On April 23rd and 24th, a group of 15 Smeal MBAs attended a leadership immersion trip to the US Marines Officer Candidate School (OCS) in Quantico, Virginia. Joining other MBA students from UPenn and Cornell, the group got to experience first-hand some of the training required for Marine officers. The immersion is designed to demonstrate some of the leadership principles instilled through the OCS, understand how decision-making is affected in high-stress environments, and teach the group more about the philosophy of the Marine Corps.
The first part of the immersion was described as “transition training” and happens at the beginning, from the moment the busses arrive on-base. Drill sergeants immediately set the tone of the evening by telling the group the expectation is that they will be referred to by their rank, as it bears the same importance to them as an advanced degree does to us. Furthermore, anytime you were addressed by a sergeant, an acknowledgement response is required. This is the idea of “manners” in the Marines, and is somewhat different than the daily interactions in the civilian world. From here, orders and directions came quicker and quicker during the check-in process and while we had to set up the barracks area for the 1-night stay. This involved gathering some gear we would need in the morning, such as helmets and canteens, and making our beds military-style. Any lapse in how the sheets were tucked or the blanket folded caused us to go back into the night air and run around a large parking lot for a while. This activity served two purposes. First, it created an element of stress for us to operate under. Second, it demonstrated the standard of excellence that is strived for in the USMC, even in activities as mundane and making a bed.
After about 3 hours of sleep, we were greeted by our drill sergeant “hosts” for the morning routine of folding the sheets and blankets perfectly to be turned in. We had some light training as we ran back to a central building with an auditorium. There were sighs of relief as we found we would be sitting for a few speaker sessions about the Marines’ war philosophy and a preview of the day’s events. For us, this announcement meant that there would not be yelling or running, at least for an hour or two. The commanding officer of the OCS talked to us about the significance of the immersion, both for us and them. For us, it was a rare glimpse into the live on-base that most civilians never get. Then he stressed how valuable it was to the Marines that we have that inside-perspective due to likelihood that many of the attendees may be working in the government sector and influencing decisions that affect the USMC in our future careers.
After the morning sessions, the group realized the events for the day would be a great experience, regardless of how much sleep we were working on. We would get to experience the ropes course, a combat-style obstacle course, and a series of scenarios designed to test leadership reactions under constrained time and resources. We were placed on small teams of 4-5 MBAs with 1 Marine as an instructor and mentor for the day to give us support and instructions as we completed the challenges. The ropes course was much as we could expect. We worked our way through a series of obstacles like climbing rope nets and shimmying across a line from platform to platform.
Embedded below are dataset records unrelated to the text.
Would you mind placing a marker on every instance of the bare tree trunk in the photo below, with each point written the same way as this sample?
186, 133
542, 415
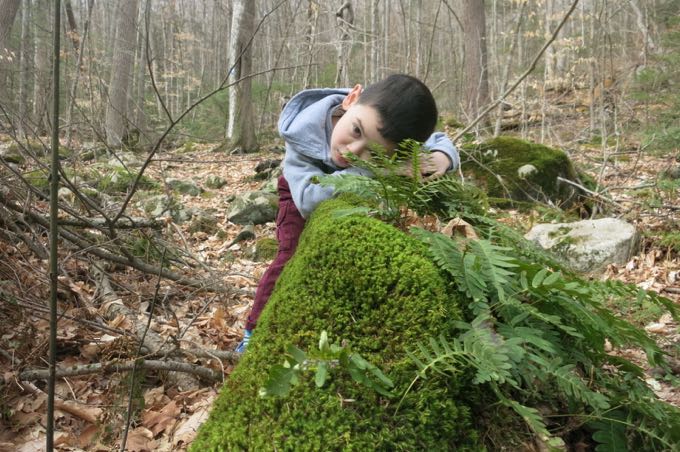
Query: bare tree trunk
345, 20
145, 35
310, 39
116, 121
476, 72
241, 122
73, 92
641, 22
8, 10
375, 33
24, 69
Any mistake could lead to a 10 foot fall into a safety net below us. The combat course was much more unique. We were geared up with helmets and training rifles as we moved through waist deep water, under barbed wire, and slid through narrow cement tubes. The team moved through as a cohesive unit, just like a team of Marines would.
The third event for the day was called the Leadership Reaction Course. This was referred to as a “playground” by a couple of the Marines but proved to be a challenging, and sometimes frustrating, experience! As a team, we were given 10 minutes to solve whichever scenario was given to us by our instructor. Although they seemed easy enough, each was made more difficult by the lack of resources needed to complete the task and the mental fog from sleep deprivation. It was designed to test our leadership instincts in areas such as delegation, motivation, and problem-solving.
The immersion concluded with a reception at the USMC museum outside the OCS. This was a great opportunity to talk casually with the new friends we had met from other schools and the Marines that had facilitates such a unique and valuable 2-day immersion. We shared our stories of the day over food and drinks and heard from the various organizers of the trip before everybody parted ways back to our respective cities and schools. The ride home was quiet as everybody slept after an exhausting day, but there was no doubt about the excitement present whenever we discussed this trip. A majority of the attendees will finish our MBA in just over a week, and the Quantico immersion was a perfect chance to make another life-long memory with classmates and friends.